Dear Commons Community,
“The co-founders, computer science professors at Stanford University, watched with amazement as enrollment passed two million last month, with 70,000 new students a week signing up for over 200 courses, including Human-Computer Interaction, Songwriting and Gamification, taught by faculty members at the company’s partners, 33 elite universities.
In less than a year, Coursera has attracted $22 million in venture capital and has created so much buzz that some universities sound a bit defensive about not leaping onto the bandwagon.
Other approaches to online courses are emerging as well. Universities nationwide are increasing their online offerings, hoping to attract students around the world. New ventures like Udemy help individual professors put their courses online. Harvard and the Massachusetts Institute of Technology have each provided $30 million to create edX. Another Stanford spinoff, Udacity, has attracted more than a million students to its menu of massive open online courses, or MOOCs, along with $15 million in financing.”
All of this should bode well for MOOCs except no one has figured out how to make profit. One pessimistic analysis was provided by James Grimmelmann, a New York Law School professor who specializes in computer and Internet law.
“No one’s got the model that’s going to work yet. I expect all the current ventures to fail, because the expectations are too high. People think something will catch on like wildfire. But more likely, it’s maybe a decade later that somebody figures out how to do it and make money.”
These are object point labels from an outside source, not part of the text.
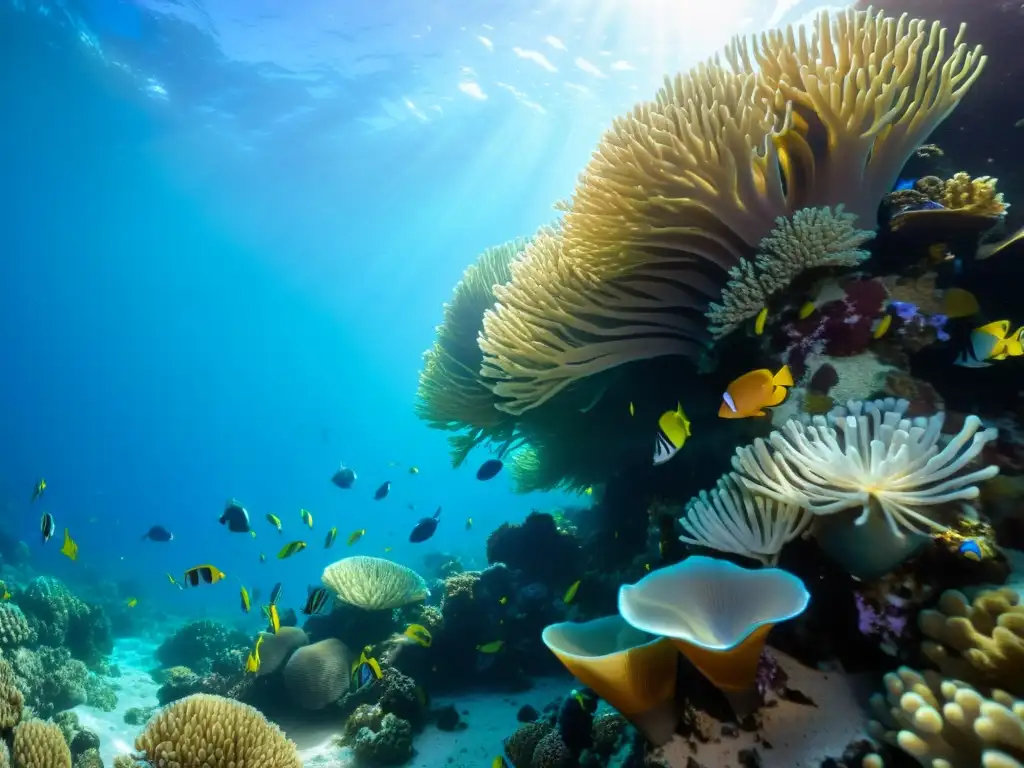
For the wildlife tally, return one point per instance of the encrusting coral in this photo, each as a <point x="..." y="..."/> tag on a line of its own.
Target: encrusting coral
<point x="980" y="641"/>
<point x="944" y="723"/>
<point x="812" y="238"/>
<point x="374" y="584"/>
<point x="217" y="732"/>
<point x="40" y="744"/>
<point x="451" y="394"/>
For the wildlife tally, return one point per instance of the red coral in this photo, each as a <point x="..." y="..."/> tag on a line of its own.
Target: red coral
<point x="839" y="329"/>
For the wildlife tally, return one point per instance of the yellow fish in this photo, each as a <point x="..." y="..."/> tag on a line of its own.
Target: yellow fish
<point x="992" y="341"/>
<point x="252" y="663"/>
<point x="419" y="634"/>
<point x="883" y="328"/>
<point x="70" y="549"/>
<point x="752" y="392"/>
<point x="570" y="592"/>
<point x="246" y="605"/>
<point x="356" y="536"/>
<point x="673" y="431"/>
<point x="290" y="549"/>
<point x="759" y="323"/>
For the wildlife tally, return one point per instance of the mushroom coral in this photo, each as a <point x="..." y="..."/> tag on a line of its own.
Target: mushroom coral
<point x="451" y="394"/>
<point x="718" y="614"/>
<point x="683" y="188"/>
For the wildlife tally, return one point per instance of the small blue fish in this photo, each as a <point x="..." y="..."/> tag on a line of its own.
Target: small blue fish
<point x="971" y="550"/>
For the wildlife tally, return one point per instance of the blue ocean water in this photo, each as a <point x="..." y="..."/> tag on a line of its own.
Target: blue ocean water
<point x="227" y="231"/>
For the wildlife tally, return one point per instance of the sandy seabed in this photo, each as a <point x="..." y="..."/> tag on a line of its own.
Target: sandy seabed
<point x="800" y="735"/>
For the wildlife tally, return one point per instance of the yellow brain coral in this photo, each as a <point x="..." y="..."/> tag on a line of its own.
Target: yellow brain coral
<point x="981" y="642"/>
<point x="680" y="192"/>
<point x="214" y="732"/>
<point x="40" y="744"/>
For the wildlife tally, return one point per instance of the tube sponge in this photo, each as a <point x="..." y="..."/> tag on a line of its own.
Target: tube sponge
<point x="718" y="613"/>
<point x="374" y="584"/>
<point x="215" y="732"/>
<point x="944" y="723"/>
<point x="981" y="642"/>
<point x="630" y="669"/>
<point x="40" y="744"/>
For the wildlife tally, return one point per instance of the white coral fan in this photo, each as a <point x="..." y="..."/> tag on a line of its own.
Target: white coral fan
<point x="868" y="455"/>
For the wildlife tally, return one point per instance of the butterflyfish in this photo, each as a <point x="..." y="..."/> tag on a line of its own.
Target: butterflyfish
<point x="570" y="592"/>
<point x="992" y="341"/>
<point x="316" y="598"/>
<point x="419" y="634"/>
<point x="70" y="548"/>
<point x="290" y="549"/>
<point x="252" y="662"/>
<point x="759" y="322"/>
<point x="754" y="391"/>
<point x="673" y="431"/>
<point x="355" y="536"/>
<point x="204" y="574"/>
<point x="47" y="526"/>
<point x="366" y="671"/>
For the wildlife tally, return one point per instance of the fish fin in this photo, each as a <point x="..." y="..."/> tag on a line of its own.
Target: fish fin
<point x="783" y="378"/>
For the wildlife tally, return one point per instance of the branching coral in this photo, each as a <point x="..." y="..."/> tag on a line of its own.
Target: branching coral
<point x="868" y="456"/>
<point x="869" y="88"/>
<point x="452" y="394"/>
<point x="216" y="732"/>
<point x="812" y="238"/>
<point x="40" y="744"/>
<point x="729" y="518"/>
<point x="980" y="641"/>
<point x="944" y="723"/>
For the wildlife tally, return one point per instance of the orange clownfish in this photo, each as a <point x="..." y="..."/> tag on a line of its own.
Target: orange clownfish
<point x="753" y="392"/>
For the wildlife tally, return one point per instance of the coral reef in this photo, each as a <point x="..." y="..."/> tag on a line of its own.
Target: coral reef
<point x="214" y="731"/>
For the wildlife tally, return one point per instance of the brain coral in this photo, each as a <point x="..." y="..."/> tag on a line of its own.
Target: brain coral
<point x="40" y="744"/>
<point x="317" y="675"/>
<point x="14" y="628"/>
<point x="215" y="732"/>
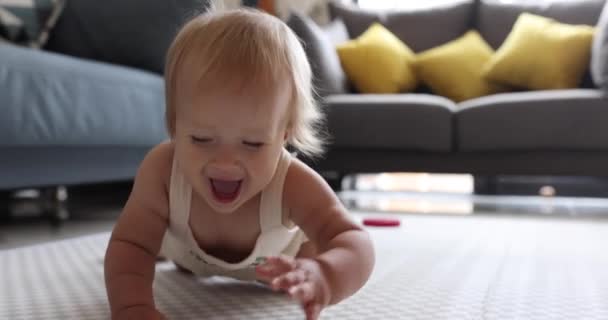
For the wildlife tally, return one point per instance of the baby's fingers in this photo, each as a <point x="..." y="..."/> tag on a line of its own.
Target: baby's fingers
<point x="313" y="311"/>
<point x="274" y="267"/>
<point x="288" y="280"/>
<point x="303" y="292"/>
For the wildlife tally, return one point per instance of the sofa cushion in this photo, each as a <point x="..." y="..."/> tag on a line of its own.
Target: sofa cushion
<point x="329" y="78"/>
<point x="572" y="119"/>
<point x="495" y="18"/>
<point x="599" y="54"/>
<point x="454" y="70"/>
<point x="541" y="53"/>
<point x="336" y="31"/>
<point x="378" y="62"/>
<point x="54" y="100"/>
<point x="134" y="33"/>
<point x="422" y="28"/>
<point x="410" y="121"/>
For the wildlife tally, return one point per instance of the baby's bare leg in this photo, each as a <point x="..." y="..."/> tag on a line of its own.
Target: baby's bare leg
<point x="182" y="269"/>
<point x="307" y="250"/>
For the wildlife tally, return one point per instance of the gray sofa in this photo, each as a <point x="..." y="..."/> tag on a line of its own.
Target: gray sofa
<point x="88" y="107"/>
<point x="557" y="132"/>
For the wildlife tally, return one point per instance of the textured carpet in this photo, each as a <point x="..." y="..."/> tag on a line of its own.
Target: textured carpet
<point x="432" y="267"/>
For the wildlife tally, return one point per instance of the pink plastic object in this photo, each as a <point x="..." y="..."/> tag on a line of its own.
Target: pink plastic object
<point x="381" y="222"/>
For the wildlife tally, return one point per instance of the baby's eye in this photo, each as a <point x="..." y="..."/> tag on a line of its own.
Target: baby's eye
<point x="200" y="139"/>
<point x="255" y="145"/>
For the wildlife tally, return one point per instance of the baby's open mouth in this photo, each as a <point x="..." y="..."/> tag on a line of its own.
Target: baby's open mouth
<point x="225" y="190"/>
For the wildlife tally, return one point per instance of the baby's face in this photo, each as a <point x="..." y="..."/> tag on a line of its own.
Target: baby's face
<point x="228" y="143"/>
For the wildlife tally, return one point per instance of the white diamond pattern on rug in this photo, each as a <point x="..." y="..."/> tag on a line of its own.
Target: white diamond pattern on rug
<point x="430" y="268"/>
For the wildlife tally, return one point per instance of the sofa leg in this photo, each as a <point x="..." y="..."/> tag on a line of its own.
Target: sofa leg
<point x="485" y="184"/>
<point x="54" y="203"/>
<point x="5" y="205"/>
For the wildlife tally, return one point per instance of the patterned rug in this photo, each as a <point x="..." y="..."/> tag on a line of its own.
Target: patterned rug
<point x="431" y="267"/>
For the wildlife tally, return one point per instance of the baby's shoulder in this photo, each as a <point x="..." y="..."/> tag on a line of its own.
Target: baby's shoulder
<point x="159" y="161"/>
<point x="302" y="177"/>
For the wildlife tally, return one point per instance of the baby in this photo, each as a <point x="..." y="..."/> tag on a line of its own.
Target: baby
<point x="223" y="196"/>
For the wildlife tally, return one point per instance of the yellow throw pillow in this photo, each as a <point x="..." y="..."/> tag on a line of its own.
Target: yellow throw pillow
<point x="378" y="62"/>
<point x="541" y="53"/>
<point x="455" y="69"/>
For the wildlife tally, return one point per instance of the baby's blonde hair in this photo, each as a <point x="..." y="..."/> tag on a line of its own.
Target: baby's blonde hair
<point x="256" y="48"/>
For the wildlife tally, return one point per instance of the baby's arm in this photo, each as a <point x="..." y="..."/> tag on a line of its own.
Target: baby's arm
<point x="345" y="255"/>
<point x="136" y="240"/>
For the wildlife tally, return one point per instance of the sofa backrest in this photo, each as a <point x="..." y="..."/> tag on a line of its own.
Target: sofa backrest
<point x="135" y="33"/>
<point x="495" y="18"/>
<point x="421" y="28"/>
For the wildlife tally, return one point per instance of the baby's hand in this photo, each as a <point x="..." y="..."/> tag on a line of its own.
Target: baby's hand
<point x="302" y="279"/>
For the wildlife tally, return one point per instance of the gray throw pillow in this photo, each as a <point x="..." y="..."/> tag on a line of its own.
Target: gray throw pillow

On the optimistic side, the article describes possibilities for charging students modest entrance fees, for licensing courses to colleges and universities and for charging fees for transferring MOOC credits to traditional college programs. One conclusion was that:
“…educators predict that the bulk of MOOC revenues will come from licensing remedial courses and “gateway” introductory courses in subjects like economics or statistics, two categories of classes that enroll hundreds of thousands of students a year. Even though less than 10 percent of MOOC students finish the courses they sign up for on their own, many experts believe that combining MOOC materials with support from a faculty member or a teaching assistant could increase completion rates.”
I am skeptical about the last point mainly because with the open source movement well on the way, there is a good deal of material freely available for the asking. Why pay for it? Also faculty and instructional designers in many colleges are developing their own online support materials that might not be as glitzy as Coursera’s but will be preferred because they are customized to the instructor’s teaching style and learning goals.